Read on to discover how Mozart's marriage, hastily organised, stopped a call to the police by his mother-in-law to be...
Mozart's marriage: a nosy maid reports a scandalous living situation
I can think of no better way through this than to marry Constanze tomorrow morning... Or even today if that’s possible.’ Mozart penned these words in a letter to the Baroness von Waldstätten, his patron, in the summer of 1782. And when he wrote them he was in a decidedly tricky situation. Hours earlier he had been visited by a maidservant of Frau Cäcilia Weber, to whose daughter Constanze he was betrothed.
Ostensibly there to deliver music, the maid also brought some startling information with her. Frau Weber, evidently convinced that Constanze and Mozart were co-habiting prior to becoming man and wife, was insisting that Mozart ‘send Constanze back’ to the family home a short distance away. If the composer didn’t, she would call in the police to ‘recover’ her daughter from Mozart’s lodgings. And forcibly restore Constanze to the moral sanctuary of the Weber residence.
'Can the police here just walk into any house they like?'
Mozart’s initial reaction was to panic. ‘Can the police here just walk into any house they like?’, he asked the Baroness in his anxious letter. Would ‘the stupid Madame Weber’ really be so idiotic as to make private affairs public, bringing ‘disgrace’ on the family and ‘shame’ to the daughter whom she claimed to be protecting? Or was Frau Weber simply bluffing, hoping that her threat would be enough to bring Constanze home again?
Mozart was right to worry about Frau Weber’s covert ultimatum... Not least because there were elements of truth in her analysis of Constanze’s situation. Her daughter and Mozart had become romantically attracted when, on arriving in Vienna a year earlier, the composer rented a room with the Webers. ‘Fool’s talk’ (as Mozart put it) ensued. And Frau Weber asked Mozart if he would move out to silence the malicious tongue-wagging. Now, it seemed, Mozart and Constanze were actually living together at his new address, inviting the scandalised opprobium of Viennese society. How could this possibly be tolerated?
Mozart's marriage in the making... with or without the police
Mozart did not wish the situation to continue.
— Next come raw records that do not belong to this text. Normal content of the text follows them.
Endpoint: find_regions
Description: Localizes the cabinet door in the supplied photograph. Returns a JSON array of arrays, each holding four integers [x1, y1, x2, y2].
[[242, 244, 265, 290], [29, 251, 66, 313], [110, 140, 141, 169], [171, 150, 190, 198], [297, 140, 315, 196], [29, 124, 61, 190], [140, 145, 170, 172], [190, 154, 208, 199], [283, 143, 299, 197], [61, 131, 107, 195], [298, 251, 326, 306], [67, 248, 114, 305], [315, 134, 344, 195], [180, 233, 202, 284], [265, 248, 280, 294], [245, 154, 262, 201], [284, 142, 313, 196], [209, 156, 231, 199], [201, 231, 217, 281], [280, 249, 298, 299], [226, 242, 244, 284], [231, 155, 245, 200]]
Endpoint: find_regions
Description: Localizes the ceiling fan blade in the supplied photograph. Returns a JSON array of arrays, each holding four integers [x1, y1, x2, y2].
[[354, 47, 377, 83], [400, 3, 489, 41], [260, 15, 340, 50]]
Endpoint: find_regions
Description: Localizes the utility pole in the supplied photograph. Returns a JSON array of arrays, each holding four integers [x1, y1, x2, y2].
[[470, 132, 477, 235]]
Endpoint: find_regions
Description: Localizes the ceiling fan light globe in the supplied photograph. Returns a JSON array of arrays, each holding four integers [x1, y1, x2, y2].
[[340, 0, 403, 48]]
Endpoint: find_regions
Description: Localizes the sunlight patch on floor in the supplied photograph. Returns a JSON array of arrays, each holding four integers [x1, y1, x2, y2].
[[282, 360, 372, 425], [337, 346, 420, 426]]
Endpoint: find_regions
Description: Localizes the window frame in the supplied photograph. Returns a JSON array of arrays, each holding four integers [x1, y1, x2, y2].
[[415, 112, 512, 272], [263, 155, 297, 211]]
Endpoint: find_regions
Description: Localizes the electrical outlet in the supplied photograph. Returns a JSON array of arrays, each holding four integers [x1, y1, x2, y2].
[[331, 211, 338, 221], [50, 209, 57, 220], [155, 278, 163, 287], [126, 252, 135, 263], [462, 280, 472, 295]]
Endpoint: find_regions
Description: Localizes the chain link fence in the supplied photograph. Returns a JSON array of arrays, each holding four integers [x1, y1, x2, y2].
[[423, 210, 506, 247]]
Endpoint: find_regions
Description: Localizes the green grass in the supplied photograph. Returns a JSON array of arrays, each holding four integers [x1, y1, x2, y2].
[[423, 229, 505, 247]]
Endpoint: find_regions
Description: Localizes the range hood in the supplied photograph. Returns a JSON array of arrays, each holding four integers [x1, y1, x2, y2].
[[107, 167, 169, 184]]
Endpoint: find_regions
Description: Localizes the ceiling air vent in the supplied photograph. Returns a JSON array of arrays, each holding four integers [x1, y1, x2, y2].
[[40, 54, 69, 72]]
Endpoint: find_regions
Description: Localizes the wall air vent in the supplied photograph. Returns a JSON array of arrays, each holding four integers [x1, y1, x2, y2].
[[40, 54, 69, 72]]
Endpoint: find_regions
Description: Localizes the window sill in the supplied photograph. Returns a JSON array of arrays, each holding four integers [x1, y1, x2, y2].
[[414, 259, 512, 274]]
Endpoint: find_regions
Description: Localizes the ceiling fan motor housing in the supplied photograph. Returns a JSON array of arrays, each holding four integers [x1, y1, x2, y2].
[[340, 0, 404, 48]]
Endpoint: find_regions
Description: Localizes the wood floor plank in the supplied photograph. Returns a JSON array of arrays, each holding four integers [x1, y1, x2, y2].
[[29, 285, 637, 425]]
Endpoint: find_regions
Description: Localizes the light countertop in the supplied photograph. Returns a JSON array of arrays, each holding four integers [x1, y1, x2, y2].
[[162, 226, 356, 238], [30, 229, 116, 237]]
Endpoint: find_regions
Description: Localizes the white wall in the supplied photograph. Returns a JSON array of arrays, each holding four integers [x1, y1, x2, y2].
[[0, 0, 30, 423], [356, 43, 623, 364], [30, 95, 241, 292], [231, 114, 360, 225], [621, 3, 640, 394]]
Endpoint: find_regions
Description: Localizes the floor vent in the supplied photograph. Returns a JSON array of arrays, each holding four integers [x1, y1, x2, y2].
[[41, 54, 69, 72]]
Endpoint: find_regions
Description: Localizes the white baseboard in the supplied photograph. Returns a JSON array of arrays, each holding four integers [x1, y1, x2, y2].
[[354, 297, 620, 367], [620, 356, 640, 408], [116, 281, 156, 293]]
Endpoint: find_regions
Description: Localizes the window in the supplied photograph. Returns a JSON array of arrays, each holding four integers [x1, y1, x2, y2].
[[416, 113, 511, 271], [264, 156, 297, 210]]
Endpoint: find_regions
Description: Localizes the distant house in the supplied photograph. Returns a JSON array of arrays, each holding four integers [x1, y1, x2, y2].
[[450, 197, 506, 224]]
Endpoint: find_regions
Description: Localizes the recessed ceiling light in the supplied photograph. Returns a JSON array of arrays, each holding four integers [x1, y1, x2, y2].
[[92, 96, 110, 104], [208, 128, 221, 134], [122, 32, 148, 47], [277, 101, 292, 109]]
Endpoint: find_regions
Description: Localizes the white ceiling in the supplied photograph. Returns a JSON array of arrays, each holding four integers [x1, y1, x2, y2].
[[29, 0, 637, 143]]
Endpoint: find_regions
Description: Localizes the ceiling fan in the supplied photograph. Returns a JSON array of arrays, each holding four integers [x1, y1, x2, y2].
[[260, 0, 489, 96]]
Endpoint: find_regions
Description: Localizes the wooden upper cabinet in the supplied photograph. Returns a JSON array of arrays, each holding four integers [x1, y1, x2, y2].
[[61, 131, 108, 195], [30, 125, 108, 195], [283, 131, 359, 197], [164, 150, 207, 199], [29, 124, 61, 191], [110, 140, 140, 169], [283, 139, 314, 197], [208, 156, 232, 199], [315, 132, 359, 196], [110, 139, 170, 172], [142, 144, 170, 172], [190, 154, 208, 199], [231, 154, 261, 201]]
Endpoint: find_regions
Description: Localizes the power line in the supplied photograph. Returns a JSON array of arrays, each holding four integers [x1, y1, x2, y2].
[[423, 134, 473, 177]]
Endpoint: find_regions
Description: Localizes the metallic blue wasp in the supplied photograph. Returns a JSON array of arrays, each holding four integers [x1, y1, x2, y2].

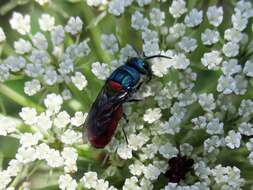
[[85, 54, 171, 148]]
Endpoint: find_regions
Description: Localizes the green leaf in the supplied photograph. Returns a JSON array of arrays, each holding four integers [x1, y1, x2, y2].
[[86, 11, 107, 29], [34, 185, 59, 190], [65, 0, 81, 3], [0, 136, 19, 159]]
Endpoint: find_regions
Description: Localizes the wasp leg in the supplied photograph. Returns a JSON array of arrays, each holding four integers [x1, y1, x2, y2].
[[122, 113, 129, 144], [122, 127, 129, 145], [135, 82, 143, 91], [127, 98, 143, 102], [101, 153, 110, 167], [122, 113, 129, 123], [111, 91, 129, 106]]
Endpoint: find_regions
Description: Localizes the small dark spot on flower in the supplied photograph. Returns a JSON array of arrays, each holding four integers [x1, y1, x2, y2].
[[165, 154, 194, 183]]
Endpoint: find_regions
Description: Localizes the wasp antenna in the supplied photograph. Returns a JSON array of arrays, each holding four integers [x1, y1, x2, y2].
[[144, 54, 172, 60], [131, 45, 142, 57], [142, 51, 146, 58]]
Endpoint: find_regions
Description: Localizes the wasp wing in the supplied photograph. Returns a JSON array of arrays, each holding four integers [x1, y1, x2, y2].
[[84, 82, 128, 137]]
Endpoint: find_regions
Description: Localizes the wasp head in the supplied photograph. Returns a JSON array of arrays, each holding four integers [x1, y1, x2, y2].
[[126, 57, 152, 81]]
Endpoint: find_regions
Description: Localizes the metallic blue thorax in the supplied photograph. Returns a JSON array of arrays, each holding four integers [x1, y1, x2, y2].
[[108, 58, 146, 90], [109, 65, 140, 90]]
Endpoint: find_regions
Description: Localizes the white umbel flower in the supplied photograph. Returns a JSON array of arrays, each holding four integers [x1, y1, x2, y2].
[[14, 39, 32, 54], [201, 50, 222, 70], [70, 112, 87, 127], [95, 179, 109, 190], [44, 93, 63, 113], [65, 17, 83, 35], [207, 6, 223, 26], [172, 53, 190, 69], [10, 12, 31, 35], [222, 42, 239, 57], [169, 0, 187, 18], [206, 118, 224, 135], [0, 171, 12, 190], [59, 174, 77, 190], [39, 14, 55, 31], [232, 12, 248, 31], [54, 111, 70, 129], [151, 56, 173, 77], [143, 164, 161, 180], [136, 0, 152, 7], [36, 143, 50, 160], [6, 159, 22, 177], [51, 25, 65, 46], [149, 8, 165, 27], [20, 132, 43, 147], [35, 112, 52, 132], [169, 23, 186, 39], [243, 60, 253, 77], [224, 28, 243, 43], [0, 117, 17, 136], [184, 9, 203, 27], [131, 11, 149, 30], [159, 143, 178, 159], [128, 133, 149, 151], [91, 62, 110, 80], [201, 29, 220, 45], [101, 34, 119, 54], [24, 79, 41, 96], [238, 99, 253, 117], [225, 130, 241, 149], [239, 122, 253, 136], [246, 138, 253, 151], [61, 129, 82, 145], [16, 147, 37, 164], [217, 75, 236, 94], [0, 27, 6, 42], [71, 72, 88, 90], [222, 59, 242, 76], [87, 0, 107, 6], [143, 108, 162, 123], [80, 172, 98, 189], [117, 143, 132, 159], [123, 176, 142, 190], [129, 160, 144, 176], [32, 32, 48, 50], [108, 0, 124, 16], [178, 37, 197, 53], [35, 0, 50, 5], [19, 107, 37, 125], [198, 93, 216, 112], [45, 149, 64, 168]]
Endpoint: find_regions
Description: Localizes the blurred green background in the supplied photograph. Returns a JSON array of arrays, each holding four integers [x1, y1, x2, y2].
[[0, 0, 253, 189]]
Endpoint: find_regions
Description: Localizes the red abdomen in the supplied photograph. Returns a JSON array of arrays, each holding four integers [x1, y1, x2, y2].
[[87, 106, 123, 148]]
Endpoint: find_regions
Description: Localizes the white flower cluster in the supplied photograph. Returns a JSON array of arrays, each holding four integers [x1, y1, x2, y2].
[[81, 171, 117, 190], [84, 0, 253, 189], [0, 13, 90, 95], [0, 93, 86, 189]]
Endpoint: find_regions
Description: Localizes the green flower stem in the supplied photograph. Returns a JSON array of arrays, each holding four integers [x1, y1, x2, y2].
[[10, 165, 29, 188], [0, 152, 3, 171], [81, 1, 111, 64], [76, 144, 102, 161], [0, 97, 6, 115], [0, 84, 44, 112], [66, 83, 92, 111], [0, 0, 30, 15], [26, 161, 42, 180], [50, 1, 69, 19]]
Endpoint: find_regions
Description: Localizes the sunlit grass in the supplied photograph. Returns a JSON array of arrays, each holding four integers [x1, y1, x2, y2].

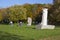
[[0, 24, 60, 40]]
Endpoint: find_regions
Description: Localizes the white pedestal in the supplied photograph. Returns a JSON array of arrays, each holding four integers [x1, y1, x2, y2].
[[41, 25, 55, 29], [36, 25, 55, 29]]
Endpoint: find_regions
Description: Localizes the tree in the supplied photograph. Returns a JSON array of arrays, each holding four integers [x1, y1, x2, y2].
[[49, 0, 60, 25], [0, 10, 3, 21], [8, 6, 27, 22]]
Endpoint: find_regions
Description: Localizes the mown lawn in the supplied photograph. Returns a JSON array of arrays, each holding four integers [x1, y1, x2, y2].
[[0, 24, 60, 40]]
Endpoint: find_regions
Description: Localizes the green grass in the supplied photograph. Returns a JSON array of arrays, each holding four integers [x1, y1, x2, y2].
[[0, 24, 60, 40]]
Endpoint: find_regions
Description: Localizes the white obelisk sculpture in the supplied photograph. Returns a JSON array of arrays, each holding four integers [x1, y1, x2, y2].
[[42, 8, 48, 25], [40, 8, 55, 29]]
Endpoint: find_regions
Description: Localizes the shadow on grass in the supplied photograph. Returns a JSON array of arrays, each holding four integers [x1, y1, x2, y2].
[[0, 31, 34, 40]]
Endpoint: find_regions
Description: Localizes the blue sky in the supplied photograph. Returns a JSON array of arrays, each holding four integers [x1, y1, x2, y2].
[[0, 0, 53, 8]]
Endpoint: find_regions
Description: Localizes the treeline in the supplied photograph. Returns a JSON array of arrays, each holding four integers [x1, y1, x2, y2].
[[0, 4, 60, 25], [0, 4, 49, 23]]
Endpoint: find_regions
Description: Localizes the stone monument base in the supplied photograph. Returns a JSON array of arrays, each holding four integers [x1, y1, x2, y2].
[[36, 25, 55, 29]]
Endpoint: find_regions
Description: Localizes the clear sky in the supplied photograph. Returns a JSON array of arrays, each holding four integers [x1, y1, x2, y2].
[[0, 0, 53, 8]]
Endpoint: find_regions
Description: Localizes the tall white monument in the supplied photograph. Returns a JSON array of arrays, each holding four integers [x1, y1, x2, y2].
[[37, 8, 55, 29], [42, 8, 48, 25]]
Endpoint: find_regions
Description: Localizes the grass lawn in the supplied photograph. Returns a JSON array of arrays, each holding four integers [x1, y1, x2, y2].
[[0, 24, 60, 40]]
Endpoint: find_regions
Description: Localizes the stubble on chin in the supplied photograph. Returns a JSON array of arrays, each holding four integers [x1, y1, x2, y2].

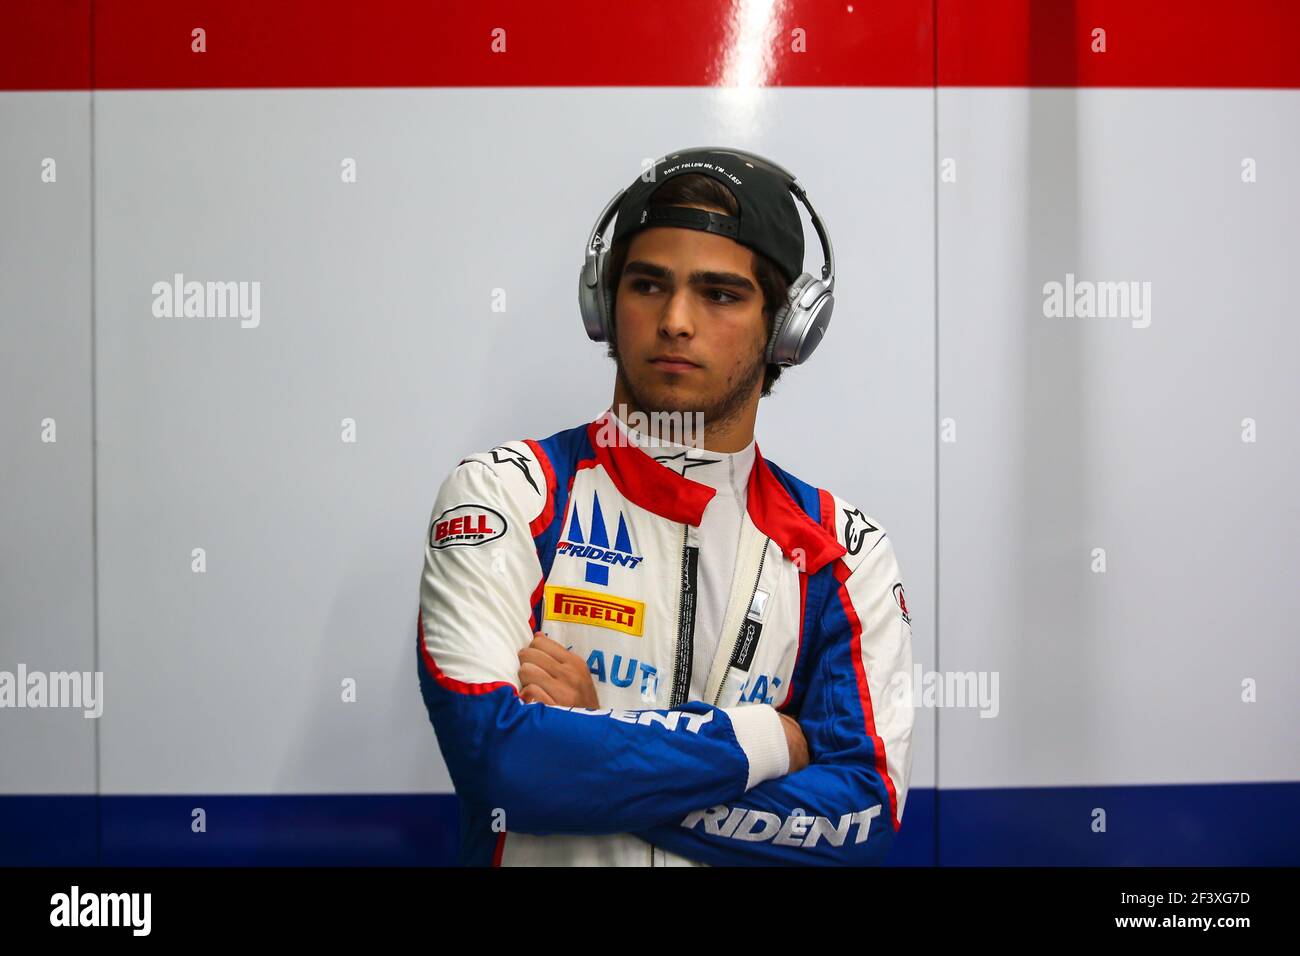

He had already extolled Constanze in a series of letters to his father, claiming she ‘knew all about housekeeping’ and had ‘the best heart in the world’. Ever judgemental, however, Leopold was by no means happy with his son’s behaviour, and suspected Constanze of being ‘a schemer’. But Mozart was not to be deflected. On 27 July he wrote to Leopold, asking for consent to marry. His heart was ‘in turmoil’, his head ‘in a spin’, he wrote, from the maelstrom of rumour and innuendo surrounding his relationship with ‘my beloved Constanze’.
At this point, Frau Weber’s bombshell message landed. With police action threatened, Mozart could wait no longer, and parental consent became irrelevant. He may also have been worried that further indecision might seriously destabilise his relationship with Constanze, which had not always been entirely plain sailing. Three months earlier, the pair had quarrelled over an incident at a social gathering, Mozart complaining that Constanze had allowed a male participant ‘to measure the calves of your legs’ during a parlour game. The couple briefly separated before all was forgiven.
Mozart's marriage: 'They saw how deeply moved we were in our hearts'
Whatever the precise balance of motivations, the wedding was swiftly booked, and took place on 4 August 1782 at St Stephen’s Cathedral in Vienna. A small number of witnesses was present, including Constanze’s mother and her youngest sister Sophie. Perhaps unsurprisingly, given the recent turbulence surrounding the young couple – Mozart was 26, his bride 20 – it was an emotional occasion.
‘Both my wife and I were crying,’ Mozart later described in a letter to his father. ‘And everybody else, even the priest, began crying too, when they saw how deeply moved we were in our hearts.’